Your income must be higher than your expenses to have money to save. But with inflation hitting a 40-year high earlier this year, you probably feel like your money isn’t covering costs like it used to.
When making a budget, consider the following elements:
- Your income after taxes.
- How much money you spend each month on expenses, including mortgage or rent, utilities, loan payments, food, gas, and any other necessities.
- How much you spend on extraneous things like entertainment and dining out.
- How much you want to put aside for saving and investing.
If all of those expenses exceed your income, you must cut out some discretionary extras so you have money to put towards upcoming student loan payments.

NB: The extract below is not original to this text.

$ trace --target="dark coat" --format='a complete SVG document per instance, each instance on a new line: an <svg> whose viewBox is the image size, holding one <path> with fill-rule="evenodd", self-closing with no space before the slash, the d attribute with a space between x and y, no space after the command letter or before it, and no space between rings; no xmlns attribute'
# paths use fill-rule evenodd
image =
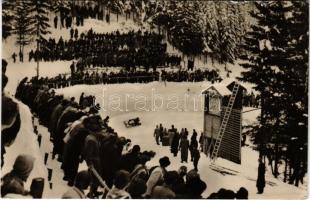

Investing isn’t a one-time event but a habit you must frequently do to see positive, consistent results. Make sure you’re putting aside money each month for investing. Take the time to do your investment homework, ensuring you put your funds in strategic securities.
Q.ai has a variety of investment kits that helps take some of the guesswork out of investing. With portfolios consisting of anywhere from 5 – 20 different stocks, bonds, ETFs, and other assets, Q.ai has developed a virtual platform that enables the everyday individual access to diversified portfolios only the elite formerly had access to. Q.ai also boasts Portfolio Protection, which utilizes AI to predict and adjust for potential risks.
By ensuring a solid credit score, developing a defined budget, and creating a strategic investing practice, individuals can achieve their financial goals while also paying off their student loan debt.